Les partis progressistes se concentrent souvent uniquement sur les problèmes des femmes et des minorités. On les comprend car il y avait un retard urgent à rattraper. Mais en ignorant les problèmes des hommes, nous les poussons vers les partis conservateurs car ces derniers n’hésitent pas à leur parler.
Or, que proposent les partis conservateurs ? Revenir au bon vieux temps, avec un homme chef de famille qui la protège et la nourrit afin qu’ils puissent retrouver leur place valorisante. Seulement, ce n’est absolument pas en faisant un retour aux années 50 que nous règlerons les problèmes cités ci-dessus.

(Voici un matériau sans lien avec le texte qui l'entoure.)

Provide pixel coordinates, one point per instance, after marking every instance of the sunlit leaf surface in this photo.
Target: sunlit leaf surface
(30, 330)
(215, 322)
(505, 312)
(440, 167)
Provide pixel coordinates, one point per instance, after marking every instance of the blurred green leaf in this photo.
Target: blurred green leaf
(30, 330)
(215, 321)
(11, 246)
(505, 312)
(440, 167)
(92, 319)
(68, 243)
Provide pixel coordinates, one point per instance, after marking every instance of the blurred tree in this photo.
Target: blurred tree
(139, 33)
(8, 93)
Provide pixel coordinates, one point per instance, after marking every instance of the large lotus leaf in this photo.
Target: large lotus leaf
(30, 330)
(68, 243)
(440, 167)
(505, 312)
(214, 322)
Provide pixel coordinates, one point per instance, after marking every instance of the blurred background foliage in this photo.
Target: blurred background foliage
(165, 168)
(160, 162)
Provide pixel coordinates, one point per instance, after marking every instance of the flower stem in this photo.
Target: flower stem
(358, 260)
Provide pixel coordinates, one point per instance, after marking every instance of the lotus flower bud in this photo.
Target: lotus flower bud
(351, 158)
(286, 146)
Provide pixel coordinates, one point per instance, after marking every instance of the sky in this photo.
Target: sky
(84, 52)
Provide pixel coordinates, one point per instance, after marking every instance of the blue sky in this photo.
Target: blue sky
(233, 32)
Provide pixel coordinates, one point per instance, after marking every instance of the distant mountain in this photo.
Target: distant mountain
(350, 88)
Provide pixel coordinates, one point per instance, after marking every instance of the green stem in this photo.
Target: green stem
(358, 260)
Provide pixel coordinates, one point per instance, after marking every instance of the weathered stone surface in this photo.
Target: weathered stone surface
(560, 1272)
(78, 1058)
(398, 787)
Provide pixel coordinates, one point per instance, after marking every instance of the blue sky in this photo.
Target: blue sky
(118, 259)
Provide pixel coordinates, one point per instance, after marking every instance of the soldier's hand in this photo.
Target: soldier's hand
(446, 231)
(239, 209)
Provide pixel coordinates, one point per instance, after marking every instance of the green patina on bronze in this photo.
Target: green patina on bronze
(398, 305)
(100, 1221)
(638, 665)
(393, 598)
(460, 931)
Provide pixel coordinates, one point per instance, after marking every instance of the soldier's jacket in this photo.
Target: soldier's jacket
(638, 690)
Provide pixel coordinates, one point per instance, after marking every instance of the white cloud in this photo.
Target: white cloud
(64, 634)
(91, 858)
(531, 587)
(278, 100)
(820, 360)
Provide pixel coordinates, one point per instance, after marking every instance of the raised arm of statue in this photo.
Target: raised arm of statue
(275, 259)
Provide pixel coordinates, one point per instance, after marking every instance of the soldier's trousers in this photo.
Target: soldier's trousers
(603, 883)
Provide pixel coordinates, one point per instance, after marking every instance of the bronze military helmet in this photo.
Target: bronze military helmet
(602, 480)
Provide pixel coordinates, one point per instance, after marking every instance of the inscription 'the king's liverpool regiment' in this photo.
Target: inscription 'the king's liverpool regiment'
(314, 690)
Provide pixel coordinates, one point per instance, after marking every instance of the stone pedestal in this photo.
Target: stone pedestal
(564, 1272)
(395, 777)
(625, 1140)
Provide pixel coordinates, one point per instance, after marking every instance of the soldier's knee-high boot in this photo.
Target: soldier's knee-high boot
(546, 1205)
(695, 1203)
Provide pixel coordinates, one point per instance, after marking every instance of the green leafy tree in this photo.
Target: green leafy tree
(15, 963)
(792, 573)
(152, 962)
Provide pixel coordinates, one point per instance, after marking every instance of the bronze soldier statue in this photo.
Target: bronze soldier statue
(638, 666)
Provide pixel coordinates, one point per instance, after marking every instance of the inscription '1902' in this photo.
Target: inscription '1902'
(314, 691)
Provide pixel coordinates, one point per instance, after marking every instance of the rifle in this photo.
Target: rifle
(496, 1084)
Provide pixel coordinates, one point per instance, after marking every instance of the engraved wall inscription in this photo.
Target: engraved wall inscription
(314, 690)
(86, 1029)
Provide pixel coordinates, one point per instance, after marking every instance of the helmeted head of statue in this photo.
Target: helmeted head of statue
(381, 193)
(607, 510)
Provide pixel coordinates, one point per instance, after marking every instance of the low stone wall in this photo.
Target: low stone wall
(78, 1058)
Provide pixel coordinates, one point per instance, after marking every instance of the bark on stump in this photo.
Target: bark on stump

Et à défaut de régler les difficultés des hommes, si les partis conservateurs reprennent le pouvoir, ce sont les femmes qui auront droit à un brutal retour de flammes, comme on a pu le voir aux Etats-Unis avec les lois sur l’avortement.
"Of Boys and Men" de Richard Reeves propose donc une perspective intéressante sur les défis et les difficultés spécifiques auxquels les hommes sont confrontés dans la société contemporaine et nous incite à les considérer sérieusement si nous ne voulons pas d’une dégradation de la place de la femme dans la société.
Après tout, il n’y a rien de mieux qu’une société harmonieuse qui prend soin de ses citoyens, peu importe leur sexe, genre ou couleur de peau.